DVAC spokespersons say that of the 300,000 students who had applied for re-evaluation of answer scripts of the April/May 2017 exam, 73,733 were passed and 16,636 were awarded higher marks. DVAC officers who seized incriminating documents and answer scripts from the suspects’ homes found the number of answer sheets of over 100 students had been tampered with and marks inflated.

It was found that an entire re-evaluation mafia comprising professors, university staff, agents and brokers negotiated with students willing to pay for enhanced marks and took advantage of a loophole in the AU re-evaluation rules to increase their scores.
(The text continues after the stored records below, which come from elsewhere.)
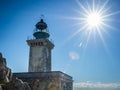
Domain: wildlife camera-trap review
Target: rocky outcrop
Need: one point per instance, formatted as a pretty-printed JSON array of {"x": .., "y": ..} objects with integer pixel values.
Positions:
[
  {"x": 5, "y": 72},
  {"x": 7, "y": 82}
]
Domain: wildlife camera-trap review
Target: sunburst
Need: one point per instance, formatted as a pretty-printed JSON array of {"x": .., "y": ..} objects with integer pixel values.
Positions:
[{"x": 93, "y": 18}]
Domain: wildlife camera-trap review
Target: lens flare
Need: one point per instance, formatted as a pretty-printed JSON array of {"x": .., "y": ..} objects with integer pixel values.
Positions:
[{"x": 94, "y": 18}]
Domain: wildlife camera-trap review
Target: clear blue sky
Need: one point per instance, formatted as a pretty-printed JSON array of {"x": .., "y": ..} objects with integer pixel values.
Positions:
[{"x": 93, "y": 62}]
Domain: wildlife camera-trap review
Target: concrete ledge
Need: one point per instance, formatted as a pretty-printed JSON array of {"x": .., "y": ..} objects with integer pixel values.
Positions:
[{"x": 37, "y": 75}]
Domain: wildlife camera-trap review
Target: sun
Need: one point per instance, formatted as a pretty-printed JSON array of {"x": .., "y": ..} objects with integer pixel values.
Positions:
[{"x": 94, "y": 20}]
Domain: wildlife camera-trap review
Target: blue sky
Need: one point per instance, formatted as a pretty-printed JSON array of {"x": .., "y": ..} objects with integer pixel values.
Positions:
[{"x": 97, "y": 62}]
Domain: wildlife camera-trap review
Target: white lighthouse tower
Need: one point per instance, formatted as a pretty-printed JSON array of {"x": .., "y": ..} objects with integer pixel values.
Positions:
[{"x": 40, "y": 49}]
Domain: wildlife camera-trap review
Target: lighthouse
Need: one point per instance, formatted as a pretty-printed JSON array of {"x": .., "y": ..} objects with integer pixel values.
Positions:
[
  {"x": 39, "y": 75},
  {"x": 40, "y": 49}
]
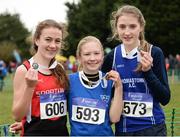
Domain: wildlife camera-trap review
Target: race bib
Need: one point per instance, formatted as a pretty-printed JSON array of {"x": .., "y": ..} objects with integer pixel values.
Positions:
[
  {"x": 137, "y": 105},
  {"x": 53, "y": 105},
  {"x": 88, "y": 110}
]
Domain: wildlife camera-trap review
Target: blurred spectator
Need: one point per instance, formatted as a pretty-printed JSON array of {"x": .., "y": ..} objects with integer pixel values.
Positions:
[
  {"x": 167, "y": 63},
  {"x": 172, "y": 63},
  {"x": 12, "y": 66},
  {"x": 3, "y": 73},
  {"x": 177, "y": 66}
]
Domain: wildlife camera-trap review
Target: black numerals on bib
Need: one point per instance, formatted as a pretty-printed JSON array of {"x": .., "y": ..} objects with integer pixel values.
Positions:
[
  {"x": 131, "y": 107},
  {"x": 54, "y": 109},
  {"x": 87, "y": 114}
]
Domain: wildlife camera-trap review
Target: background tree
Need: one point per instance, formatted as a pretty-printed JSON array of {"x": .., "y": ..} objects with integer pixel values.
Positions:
[
  {"x": 14, "y": 34},
  {"x": 92, "y": 17},
  {"x": 89, "y": 17}
]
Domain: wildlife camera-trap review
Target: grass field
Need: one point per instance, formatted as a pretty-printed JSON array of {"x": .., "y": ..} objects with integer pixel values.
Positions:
[{"x": 6, "y": 103}]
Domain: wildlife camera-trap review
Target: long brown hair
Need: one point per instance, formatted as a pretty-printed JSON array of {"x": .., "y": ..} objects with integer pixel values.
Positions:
[
  {"x": 144, "y": 45},
  {"x": 58, "y": 71}
]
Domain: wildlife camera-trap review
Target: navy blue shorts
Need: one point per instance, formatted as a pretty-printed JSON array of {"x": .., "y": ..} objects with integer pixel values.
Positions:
[{"x": 155, "y": 130}]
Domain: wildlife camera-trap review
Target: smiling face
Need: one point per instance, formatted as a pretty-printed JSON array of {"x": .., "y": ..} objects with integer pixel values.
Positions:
[
  {"x": 91, "y": 57},
  {"x": 128, "y": 29},
  {"x": 49, "y": 42}
]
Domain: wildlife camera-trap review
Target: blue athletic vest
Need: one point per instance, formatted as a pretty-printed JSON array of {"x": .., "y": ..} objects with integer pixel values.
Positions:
[
  {"x": 137, "y": 97},
  {"x": 84, "y": 101}
]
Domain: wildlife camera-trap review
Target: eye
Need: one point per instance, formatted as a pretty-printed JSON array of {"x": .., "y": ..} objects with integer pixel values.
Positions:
[
  {"x": 97, "y": 53},
  {"x": 58, "y": 41},
  {"x": 122, "y": 26},
  {"x": 132, "y": 26},
  {"x": 48, "y": 39}
]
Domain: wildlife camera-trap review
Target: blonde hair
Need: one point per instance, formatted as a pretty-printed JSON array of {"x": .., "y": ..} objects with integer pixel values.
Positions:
[
  {"x": 144, "y": 45},
  {"x": 58, "y": 71},
  {"x": 83, "y": 42}
]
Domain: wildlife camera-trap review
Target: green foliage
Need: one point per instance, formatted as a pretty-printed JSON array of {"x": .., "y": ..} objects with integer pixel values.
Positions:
[
  {"x": 92, "y": 17},
  {"x": 6, "y": 50},
  {"x": 12, "y": 30},
  {"x": 89, "y": 17}
]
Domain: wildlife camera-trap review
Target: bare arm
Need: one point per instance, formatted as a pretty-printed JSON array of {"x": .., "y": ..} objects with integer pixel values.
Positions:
[
  {"x": 117, "y": 101},
  {"x": 23, "y": 86}
]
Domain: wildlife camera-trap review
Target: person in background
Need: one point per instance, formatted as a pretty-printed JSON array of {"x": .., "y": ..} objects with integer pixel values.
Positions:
[
  {"x": 3, "y": 74},
  {"x": 90, "y": 104},
  {"x": 40, "y": 85},
  {"x": 143, "y": 73}
]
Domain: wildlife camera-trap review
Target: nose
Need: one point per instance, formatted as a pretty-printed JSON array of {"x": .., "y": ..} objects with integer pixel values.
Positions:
[{"x": 127, "y": 31}]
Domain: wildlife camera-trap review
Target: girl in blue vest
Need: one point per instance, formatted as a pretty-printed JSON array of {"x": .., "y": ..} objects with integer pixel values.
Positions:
[
  {"x": 91, "y": 108},
  {"x": 143, "y": 74}
]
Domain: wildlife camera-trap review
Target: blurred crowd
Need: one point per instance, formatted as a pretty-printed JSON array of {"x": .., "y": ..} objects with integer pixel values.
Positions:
[{"x": 173, "y": 67}]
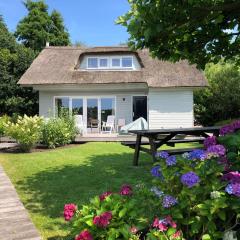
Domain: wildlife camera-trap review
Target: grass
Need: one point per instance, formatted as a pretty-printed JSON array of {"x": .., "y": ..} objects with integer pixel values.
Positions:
[{"x": 45, "y": 181}]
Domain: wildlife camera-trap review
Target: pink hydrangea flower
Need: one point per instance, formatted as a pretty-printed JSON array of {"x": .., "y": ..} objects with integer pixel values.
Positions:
[
  {"x": 176, "y": 234},
  {"x": 69, "y": 211},
  {"x": 160, "y": 224},
  {"x": 126, "y": 190},
  {"x": 133, "y": 230},
  {"x": 104, "y": 195},
  {"x": 102, "y": 220},
  {"x": 84, "y": 235}
]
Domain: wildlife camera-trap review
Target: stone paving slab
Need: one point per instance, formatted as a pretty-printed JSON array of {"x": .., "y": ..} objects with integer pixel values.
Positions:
[{"x": 15, "y": 223}]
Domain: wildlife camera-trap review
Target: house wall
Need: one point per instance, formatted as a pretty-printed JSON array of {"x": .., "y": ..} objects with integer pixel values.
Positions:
[
  {"x": 172, "y": 108},
  {"x": 167, "y": 108},
  {"x": 123, "y": 101},
  {"x": 136, "y": 65}
]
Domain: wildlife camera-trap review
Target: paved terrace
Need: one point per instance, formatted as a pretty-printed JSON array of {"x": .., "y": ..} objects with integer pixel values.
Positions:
[{"x": 15, "y": 223}]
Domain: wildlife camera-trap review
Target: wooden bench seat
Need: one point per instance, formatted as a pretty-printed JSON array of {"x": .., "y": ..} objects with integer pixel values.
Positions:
[{"x": 169, "y": 143}]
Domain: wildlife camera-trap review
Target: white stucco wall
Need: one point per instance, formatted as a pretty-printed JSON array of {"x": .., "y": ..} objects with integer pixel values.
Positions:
[
  {"x": 170, "y": 108},
  {"x": 167, "y": 108}
]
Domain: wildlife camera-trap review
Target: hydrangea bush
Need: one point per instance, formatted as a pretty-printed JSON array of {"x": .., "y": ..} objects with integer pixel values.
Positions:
[{"x": 193, "y": 196}]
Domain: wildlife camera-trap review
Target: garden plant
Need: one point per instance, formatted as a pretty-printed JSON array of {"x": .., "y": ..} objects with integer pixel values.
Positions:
[{"x": 193, "y": 196}]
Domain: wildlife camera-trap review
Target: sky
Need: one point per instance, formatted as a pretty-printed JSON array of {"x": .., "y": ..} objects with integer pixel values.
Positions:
[{"x": 88, "y": 21}]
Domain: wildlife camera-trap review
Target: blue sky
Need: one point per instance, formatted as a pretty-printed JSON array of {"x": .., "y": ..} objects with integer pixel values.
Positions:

According to AU’s examination rules, if a student is awarded 15 marks more than her original score in a first re-evaluation, a second re-evaluation is conducted. The marks awarded in the original paper, first and second re-evaluations are compared and the highest score is declared as correct and final. In this particular case, there was an organised racket in which the “re-evaluation mafia” manipulated answer sheets of students who were ready to pay and inflated their marks during the second re-evaluation.

This open, uninterrupted and continuous racket in AU reportedly thriving for ten years, has shocked the academy and industry leaders — who hire thousands of AU graduates annually. DVAC investigations also indicate that managements of several of the top-ranked, 503 affiliated engineering colleges negotiate commissions with brokers and promote the re-evaluation culture to ensure a higher institutional ranking in the ranks list published annually by AU. According to AU sources, the university officially earned Rs.75 crore in the past five years (2011-16) for re-evaluation of answer scripts.
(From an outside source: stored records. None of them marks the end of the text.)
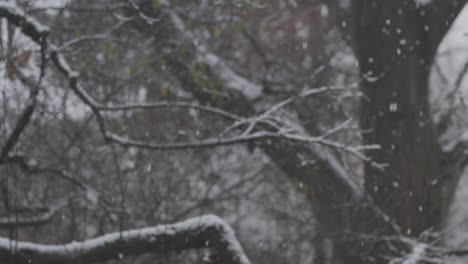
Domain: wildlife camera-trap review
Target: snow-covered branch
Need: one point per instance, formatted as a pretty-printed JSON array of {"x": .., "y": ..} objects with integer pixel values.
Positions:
[{"x": 205, "y": 232}]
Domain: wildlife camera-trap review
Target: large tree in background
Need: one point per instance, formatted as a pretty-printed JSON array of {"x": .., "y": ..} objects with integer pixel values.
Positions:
[{"x": 409, "y": 180}]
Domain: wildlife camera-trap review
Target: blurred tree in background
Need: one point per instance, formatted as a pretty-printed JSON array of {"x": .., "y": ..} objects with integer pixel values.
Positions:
[{"x": 316, "y": 131}]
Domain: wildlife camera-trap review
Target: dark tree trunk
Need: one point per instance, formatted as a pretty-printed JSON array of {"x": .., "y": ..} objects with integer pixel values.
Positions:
[{"x": 395, "y": 43}]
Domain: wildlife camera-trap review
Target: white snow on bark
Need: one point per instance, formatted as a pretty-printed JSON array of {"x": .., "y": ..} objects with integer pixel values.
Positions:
[{"x": 150, "y": 234}]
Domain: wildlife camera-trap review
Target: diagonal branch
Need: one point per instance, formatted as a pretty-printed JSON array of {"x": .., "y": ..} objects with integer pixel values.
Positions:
[{"x": 204, "y": 232}]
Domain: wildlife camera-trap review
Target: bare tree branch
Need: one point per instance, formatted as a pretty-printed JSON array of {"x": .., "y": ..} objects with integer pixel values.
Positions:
[{"x": 205, "y": 232}]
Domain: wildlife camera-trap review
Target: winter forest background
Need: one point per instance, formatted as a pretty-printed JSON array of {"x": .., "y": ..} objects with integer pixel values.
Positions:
[{"x": 233, "y": 131}]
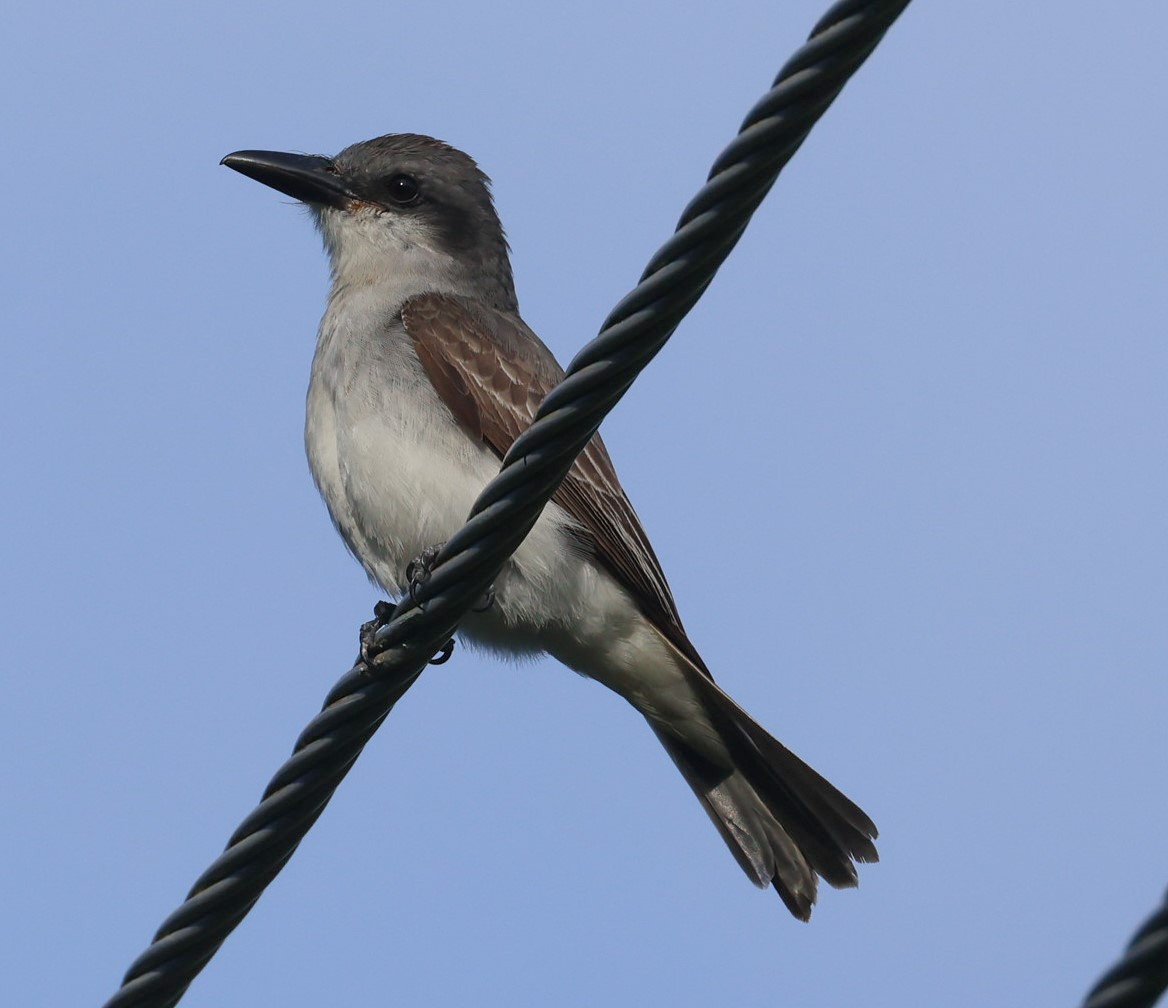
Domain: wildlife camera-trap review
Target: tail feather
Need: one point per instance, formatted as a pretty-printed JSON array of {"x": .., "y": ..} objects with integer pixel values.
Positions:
[{"x": 784, "y": 822}]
“The re-evaluation racket in AU is only the tip of the iceberg. Scandals are rife in admissions, appointment of faculty, promotions and awarding contracts to firms. Yet, the biggest scandal in AU is that the vice chancellor’s office is often sold to the highest bidder. It is no secret that vicechancellors recover their bribe-money paid to politicians, by extracting huge sums for granting affiliation approvals to private colleges, appointing faculty and awarding contracts. Corruption in Tamil Nadu’s higher education system can be stemmed only by appointing persons of unimpeachable integrity and professional competence to the apex-level position,” says E. Balaguruswamy, former vice chancellor of Anna University.
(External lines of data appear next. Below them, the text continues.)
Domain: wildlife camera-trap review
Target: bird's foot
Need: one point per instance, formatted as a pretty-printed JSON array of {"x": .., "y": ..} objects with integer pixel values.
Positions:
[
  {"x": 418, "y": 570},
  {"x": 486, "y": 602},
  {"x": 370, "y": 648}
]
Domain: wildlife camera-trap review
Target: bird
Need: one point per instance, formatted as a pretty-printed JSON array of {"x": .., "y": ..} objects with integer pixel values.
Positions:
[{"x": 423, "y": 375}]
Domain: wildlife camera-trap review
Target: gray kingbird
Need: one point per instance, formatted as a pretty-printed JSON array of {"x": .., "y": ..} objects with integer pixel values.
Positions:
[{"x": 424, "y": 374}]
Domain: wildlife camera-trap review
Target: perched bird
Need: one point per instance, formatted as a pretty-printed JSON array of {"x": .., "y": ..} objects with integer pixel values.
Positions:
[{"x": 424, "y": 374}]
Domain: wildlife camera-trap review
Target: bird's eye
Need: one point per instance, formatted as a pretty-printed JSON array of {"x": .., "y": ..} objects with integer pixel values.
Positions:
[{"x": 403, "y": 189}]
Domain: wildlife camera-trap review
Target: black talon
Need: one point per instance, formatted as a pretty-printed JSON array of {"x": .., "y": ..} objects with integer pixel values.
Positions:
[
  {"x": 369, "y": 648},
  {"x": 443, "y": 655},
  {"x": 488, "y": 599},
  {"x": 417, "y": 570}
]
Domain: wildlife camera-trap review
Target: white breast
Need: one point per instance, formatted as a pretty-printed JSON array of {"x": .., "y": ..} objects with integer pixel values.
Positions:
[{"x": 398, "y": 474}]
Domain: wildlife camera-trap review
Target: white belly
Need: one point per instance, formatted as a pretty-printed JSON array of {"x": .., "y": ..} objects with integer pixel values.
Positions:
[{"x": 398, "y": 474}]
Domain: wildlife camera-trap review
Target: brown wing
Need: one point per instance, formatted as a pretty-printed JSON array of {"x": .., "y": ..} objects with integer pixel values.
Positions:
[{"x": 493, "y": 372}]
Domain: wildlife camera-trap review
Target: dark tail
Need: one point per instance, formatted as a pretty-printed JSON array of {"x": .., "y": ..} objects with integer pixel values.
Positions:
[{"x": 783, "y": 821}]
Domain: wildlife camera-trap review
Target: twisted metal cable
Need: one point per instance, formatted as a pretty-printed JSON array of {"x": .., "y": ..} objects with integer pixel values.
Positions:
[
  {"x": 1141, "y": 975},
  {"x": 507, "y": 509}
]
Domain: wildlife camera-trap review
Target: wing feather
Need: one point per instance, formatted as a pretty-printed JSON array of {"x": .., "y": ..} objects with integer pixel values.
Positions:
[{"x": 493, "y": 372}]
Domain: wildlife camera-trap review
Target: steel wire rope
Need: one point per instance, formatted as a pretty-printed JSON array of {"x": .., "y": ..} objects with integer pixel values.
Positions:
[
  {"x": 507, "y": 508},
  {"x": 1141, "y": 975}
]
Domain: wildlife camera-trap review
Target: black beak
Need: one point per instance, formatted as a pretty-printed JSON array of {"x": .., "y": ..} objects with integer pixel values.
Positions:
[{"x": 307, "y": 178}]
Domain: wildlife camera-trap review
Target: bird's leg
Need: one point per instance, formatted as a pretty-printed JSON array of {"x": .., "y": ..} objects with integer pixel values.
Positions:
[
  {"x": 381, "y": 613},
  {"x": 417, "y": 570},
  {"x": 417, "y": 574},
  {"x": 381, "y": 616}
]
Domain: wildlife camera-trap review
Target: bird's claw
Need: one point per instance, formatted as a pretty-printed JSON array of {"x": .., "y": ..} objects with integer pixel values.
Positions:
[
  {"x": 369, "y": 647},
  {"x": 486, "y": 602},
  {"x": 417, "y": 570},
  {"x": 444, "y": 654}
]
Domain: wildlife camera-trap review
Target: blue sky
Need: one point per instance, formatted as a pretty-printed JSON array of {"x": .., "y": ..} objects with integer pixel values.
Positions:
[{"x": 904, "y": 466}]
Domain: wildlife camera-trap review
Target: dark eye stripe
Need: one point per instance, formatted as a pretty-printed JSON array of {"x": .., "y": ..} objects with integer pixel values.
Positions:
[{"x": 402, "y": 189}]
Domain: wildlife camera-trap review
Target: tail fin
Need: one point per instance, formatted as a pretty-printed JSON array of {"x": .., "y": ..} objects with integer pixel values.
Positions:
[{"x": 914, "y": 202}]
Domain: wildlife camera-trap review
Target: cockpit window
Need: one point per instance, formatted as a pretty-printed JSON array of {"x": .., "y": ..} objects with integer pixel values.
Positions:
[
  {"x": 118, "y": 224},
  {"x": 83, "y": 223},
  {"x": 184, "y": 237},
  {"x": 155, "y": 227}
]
As indicated by DVAC’s exposure of the scandal, better elements within the establishment and Tamil Nadu’s bureaucracy — reportedly the most efficient in the country — often strike back. Last March, a case was registered by DVAC against former AU vice chancellor (2013-2016) Dr. M. Rajaram and six others for allegedly appointing faculty in exchange for bribes. In November 2016, R. Radhakrishnan, vice chancellor of Anna University, Coimbatore was convicted to five years’ rigorous imprisonment for accepting a bribe from a furniture contractor eight years earlier. These and other scandals have resulted in AU — the only university in Tamil Nadu ever ranked (651-700 band) in the London-based Quacquarelli Symonds (QS) World University Rankings 2017-18 — being omitted from the 2018-19 WUR league table.

The greater, more pernicious impact of the scams and scandals in AU and its 530 affiliated engineering colleges is that AU’s certification is becoming increasingly devalued. Managements — and particularly HR (human resource) managers — of IT and engineering companies who hire thousands of AU graduates every year, are designing comprehensive and detailed entrance tests to separate AU’s grain from chaff.